Friday, March 29, 2024

The Breakables of The Glass Studio

 


 The heart is the fragile part

            that allows things to break

   from “The Flaw”

 

 

                                                     L e t  t h e s e  l I n e s  b e  s t r o n g e r

t h a n  t h o s e  b r o k e n  a t  e v e r y  s u p e r m a r k e t ,

b r o k e n  w i t h  p e o p l e  h o a r d I n g

   from “Cognitive Overload Virtually Invites Disaster — 19”

 

 

he broke my mother’s body

                to create something sacred

   from “The Glass Studio: I must go back”

 

 

                                                             …as if it were

 

my body, it broke. But I forgive you for the miracle

of everything you shatter.

   from “Oracle”

 

 

                                         not comprehending

                                   what glass stood for: breakable,

                       unbroken, seamless, flat.

   from “Properties of Glass”

 


The Dresser notes that broken and fragile things are featured in Sandra Yannone’s The Glass Studio, a collection of poetry published in 2024  from the Irish press salmonpoetry. Some of the broken things are massive—New York’s Twin Towers and the people who perished there during the terrorist attack of 9/11, the Titanic ship that hit an iceberg sending its passengers into icy waters, the mass shooting at the Pulse nightclub in Orlando, Florida, where 49 people died and 53 others were injured.
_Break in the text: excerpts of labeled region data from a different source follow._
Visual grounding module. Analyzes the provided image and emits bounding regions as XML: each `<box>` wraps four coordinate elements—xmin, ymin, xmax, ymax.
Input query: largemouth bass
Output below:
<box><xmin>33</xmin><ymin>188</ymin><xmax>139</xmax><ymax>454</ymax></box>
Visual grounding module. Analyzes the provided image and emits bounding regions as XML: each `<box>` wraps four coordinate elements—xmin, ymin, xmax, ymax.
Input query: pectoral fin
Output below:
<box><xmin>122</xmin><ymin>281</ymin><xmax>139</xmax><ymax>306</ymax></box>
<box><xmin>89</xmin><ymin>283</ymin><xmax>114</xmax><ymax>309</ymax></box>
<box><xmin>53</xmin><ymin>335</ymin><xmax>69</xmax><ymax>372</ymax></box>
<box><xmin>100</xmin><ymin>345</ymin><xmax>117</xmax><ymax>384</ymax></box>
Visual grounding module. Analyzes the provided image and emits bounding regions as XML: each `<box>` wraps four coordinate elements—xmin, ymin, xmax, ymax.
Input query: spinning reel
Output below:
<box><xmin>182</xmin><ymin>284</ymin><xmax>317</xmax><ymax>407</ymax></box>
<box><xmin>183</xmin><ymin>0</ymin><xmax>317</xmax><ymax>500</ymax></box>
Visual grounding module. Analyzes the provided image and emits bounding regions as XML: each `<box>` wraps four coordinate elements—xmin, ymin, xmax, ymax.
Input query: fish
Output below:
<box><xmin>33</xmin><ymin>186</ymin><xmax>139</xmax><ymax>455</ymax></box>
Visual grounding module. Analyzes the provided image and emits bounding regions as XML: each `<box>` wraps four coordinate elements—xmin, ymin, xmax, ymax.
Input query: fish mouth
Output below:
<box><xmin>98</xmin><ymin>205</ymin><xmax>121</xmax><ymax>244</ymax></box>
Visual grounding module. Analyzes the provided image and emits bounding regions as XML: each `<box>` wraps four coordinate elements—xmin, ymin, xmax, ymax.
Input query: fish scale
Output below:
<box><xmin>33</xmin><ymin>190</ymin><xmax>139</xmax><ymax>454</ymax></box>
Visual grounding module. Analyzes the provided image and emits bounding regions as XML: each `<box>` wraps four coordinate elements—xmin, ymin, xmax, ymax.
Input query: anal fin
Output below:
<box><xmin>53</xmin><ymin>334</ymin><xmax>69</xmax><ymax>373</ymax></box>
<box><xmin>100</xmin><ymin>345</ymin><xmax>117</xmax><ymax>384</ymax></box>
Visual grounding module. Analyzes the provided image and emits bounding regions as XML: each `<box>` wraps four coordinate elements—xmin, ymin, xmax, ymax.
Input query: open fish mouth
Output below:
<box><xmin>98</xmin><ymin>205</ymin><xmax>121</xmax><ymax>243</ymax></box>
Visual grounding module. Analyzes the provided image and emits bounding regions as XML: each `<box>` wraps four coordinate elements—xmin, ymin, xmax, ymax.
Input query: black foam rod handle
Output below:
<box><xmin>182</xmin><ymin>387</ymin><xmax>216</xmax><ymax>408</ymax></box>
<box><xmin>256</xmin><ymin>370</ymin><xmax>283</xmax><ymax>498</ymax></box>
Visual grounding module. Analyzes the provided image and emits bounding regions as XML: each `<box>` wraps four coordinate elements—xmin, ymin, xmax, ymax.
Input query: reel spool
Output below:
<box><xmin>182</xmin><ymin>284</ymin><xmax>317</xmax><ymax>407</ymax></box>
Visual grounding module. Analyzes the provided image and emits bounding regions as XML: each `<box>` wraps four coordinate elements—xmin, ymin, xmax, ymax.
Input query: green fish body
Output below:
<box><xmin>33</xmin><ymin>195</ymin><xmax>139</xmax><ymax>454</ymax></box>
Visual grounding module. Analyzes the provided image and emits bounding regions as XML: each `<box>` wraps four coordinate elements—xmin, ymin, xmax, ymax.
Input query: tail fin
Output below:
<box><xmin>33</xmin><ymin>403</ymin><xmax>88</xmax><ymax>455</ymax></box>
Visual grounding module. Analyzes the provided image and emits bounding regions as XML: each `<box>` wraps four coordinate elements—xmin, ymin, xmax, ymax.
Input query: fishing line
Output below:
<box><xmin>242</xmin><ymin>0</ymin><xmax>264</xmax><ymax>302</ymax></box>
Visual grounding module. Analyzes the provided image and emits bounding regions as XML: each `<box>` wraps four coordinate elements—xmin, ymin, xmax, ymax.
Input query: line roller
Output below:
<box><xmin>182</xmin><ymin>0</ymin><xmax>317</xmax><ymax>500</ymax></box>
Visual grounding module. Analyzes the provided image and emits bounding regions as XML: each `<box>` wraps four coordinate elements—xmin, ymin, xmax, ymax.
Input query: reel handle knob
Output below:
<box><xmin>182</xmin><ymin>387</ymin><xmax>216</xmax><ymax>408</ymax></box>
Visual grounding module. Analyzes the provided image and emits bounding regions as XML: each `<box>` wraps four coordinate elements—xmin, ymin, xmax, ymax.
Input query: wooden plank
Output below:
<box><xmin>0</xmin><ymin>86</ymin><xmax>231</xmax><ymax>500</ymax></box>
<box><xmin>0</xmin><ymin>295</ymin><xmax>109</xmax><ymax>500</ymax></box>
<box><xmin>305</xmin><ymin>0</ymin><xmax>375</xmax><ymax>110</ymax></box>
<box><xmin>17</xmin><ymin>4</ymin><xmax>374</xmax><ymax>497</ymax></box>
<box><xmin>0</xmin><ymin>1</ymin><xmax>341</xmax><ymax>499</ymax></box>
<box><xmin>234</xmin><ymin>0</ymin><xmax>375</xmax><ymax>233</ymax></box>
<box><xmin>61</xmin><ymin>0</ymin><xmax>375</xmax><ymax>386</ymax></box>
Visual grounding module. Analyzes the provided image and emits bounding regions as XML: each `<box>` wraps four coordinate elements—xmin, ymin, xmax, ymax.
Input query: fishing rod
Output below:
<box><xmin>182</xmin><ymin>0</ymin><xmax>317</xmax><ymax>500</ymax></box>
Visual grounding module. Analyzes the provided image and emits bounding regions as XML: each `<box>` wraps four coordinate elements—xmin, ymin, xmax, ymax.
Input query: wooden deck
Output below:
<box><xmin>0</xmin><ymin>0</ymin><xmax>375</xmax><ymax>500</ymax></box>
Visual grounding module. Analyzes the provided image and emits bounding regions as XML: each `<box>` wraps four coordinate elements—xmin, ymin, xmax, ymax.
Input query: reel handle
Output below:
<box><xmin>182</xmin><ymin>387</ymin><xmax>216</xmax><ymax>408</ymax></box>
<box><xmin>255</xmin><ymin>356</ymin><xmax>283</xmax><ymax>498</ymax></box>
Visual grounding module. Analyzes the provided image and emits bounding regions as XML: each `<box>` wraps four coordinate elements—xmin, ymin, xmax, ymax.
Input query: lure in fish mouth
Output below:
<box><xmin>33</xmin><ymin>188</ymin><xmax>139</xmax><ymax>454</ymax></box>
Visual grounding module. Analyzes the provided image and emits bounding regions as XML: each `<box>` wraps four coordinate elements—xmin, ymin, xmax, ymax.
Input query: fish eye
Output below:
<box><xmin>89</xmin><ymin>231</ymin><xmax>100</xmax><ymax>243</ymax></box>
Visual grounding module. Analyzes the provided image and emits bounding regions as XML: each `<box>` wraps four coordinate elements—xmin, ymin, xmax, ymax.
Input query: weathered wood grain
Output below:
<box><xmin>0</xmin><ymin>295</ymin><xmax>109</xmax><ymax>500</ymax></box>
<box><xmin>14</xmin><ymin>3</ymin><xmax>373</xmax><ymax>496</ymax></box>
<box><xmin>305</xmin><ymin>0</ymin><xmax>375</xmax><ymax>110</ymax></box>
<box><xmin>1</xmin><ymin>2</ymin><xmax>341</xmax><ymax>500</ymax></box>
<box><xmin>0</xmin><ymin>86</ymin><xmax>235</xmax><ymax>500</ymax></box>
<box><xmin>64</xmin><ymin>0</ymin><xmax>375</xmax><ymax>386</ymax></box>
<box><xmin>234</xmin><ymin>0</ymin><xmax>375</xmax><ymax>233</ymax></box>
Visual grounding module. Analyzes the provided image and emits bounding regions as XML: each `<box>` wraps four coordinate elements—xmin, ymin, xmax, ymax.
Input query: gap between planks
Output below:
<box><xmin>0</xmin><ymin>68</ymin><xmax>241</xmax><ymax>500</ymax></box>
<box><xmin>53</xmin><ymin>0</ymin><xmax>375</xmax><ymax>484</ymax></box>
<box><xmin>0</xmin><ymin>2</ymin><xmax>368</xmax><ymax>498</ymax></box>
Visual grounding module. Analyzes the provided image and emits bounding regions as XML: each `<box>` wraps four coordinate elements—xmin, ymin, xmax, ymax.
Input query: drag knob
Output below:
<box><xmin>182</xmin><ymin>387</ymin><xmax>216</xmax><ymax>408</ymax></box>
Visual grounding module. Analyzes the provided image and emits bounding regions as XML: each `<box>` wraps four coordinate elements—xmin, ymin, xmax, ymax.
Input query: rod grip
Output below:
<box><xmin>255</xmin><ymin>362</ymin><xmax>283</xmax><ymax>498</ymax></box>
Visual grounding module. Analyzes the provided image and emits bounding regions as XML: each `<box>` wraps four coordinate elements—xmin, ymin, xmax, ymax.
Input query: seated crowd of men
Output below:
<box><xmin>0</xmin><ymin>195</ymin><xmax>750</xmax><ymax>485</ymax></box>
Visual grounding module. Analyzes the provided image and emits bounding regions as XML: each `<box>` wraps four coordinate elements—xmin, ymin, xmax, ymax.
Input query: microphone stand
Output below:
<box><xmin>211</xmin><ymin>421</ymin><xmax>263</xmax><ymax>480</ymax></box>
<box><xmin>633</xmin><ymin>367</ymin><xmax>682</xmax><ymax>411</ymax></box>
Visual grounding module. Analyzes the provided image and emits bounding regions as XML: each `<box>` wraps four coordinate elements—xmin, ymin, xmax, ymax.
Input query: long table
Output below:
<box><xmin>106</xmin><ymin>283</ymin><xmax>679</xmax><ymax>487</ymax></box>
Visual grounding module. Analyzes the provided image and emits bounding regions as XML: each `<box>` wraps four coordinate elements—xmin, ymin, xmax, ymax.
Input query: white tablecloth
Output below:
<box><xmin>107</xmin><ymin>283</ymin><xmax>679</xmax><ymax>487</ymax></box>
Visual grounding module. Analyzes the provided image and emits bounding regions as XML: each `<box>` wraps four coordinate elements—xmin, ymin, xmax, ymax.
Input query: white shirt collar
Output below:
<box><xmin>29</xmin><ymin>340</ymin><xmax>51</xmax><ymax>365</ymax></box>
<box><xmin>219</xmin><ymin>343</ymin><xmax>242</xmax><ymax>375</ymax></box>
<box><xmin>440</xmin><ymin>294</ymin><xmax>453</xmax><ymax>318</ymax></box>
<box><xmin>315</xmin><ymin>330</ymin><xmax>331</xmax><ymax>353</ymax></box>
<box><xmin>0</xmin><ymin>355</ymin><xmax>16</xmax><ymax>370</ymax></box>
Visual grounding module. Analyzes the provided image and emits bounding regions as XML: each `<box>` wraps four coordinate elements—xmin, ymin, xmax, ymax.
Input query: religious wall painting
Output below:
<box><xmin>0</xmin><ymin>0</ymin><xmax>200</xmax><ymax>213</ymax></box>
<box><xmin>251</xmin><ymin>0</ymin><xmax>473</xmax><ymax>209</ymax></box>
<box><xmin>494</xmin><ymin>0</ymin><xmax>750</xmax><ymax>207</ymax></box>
While all the poems employ the word glass, over half of the poems in this collection use some version of the word break, including the last poem “The Glass Studio — Glass eyes, glass flowers, glass attics and floors”, which ends “Now go home to your glass house and unpack every glass mirror you forever hoped to break.”

 

This work is about the fragile proposition of living and finding connection through love. The opening poem “Cut Glass” makes this clear as the “I” narrator, presumably the poet, gives her lover a jar of tap water and sea glass “worn down/by years/of turbulent waves/and rocks.” In a way, this odd gift is like a snow globe meant to be shaken. But unlike the scene of snow falling over an idyllic landscape, this jar when disturbed  floats glass that cuts, has cut the poet marring her once perfect skin.

 

What is perfectly intact is this intelligent and sensitively arranged work of 36 well-sculpted poems presented in four sections, most prefaced by a quote on glassmaking and each ending with a poem entitled “The Glass Studio.” Variety prevails in terms of poetic forms used but also includes a sestina in every section. Other forms include sonnets, prose poems, quatrains, couplets, tercets, a variety of indented and interleaved poems where alternating lines hug the left and then the right margin.

 

A less familiar form occurs in “Cognitive Overload Virtually Invites Disaster — 19”, a pandemic lockdown poem where even the letters of the words observe “social distancing.” Toward the end of “Cognitive Overload…”, comes this line: “W I l l  t h I s  p o e m  b e  m y  f I n a l  l o v e r ?” Here this meta poetic question elevates the plight of the poet by superimposing a capital I (to emphasize the first-person point of view) in the words wIll, thIs, and fInal. It is part of the poet’s cognitive overload. Cognitive overload occurs when the brain gets too much information and stops working. Not all the i’s in the poem are capitalized and the Dresser guesses that not every reader will notice the emphasis the poet is placing on the letter I.

 

Poetry of merit deserves rereading, and, in that rereading, one hopes to discover something new. The Glass Studio is a book to slowdown for, to let its letters, words, forms, and meanings have time to coalesce as the making of a stain glass window might. In other words, Sandra Yannone practices careful craftsmanship in her glass studio.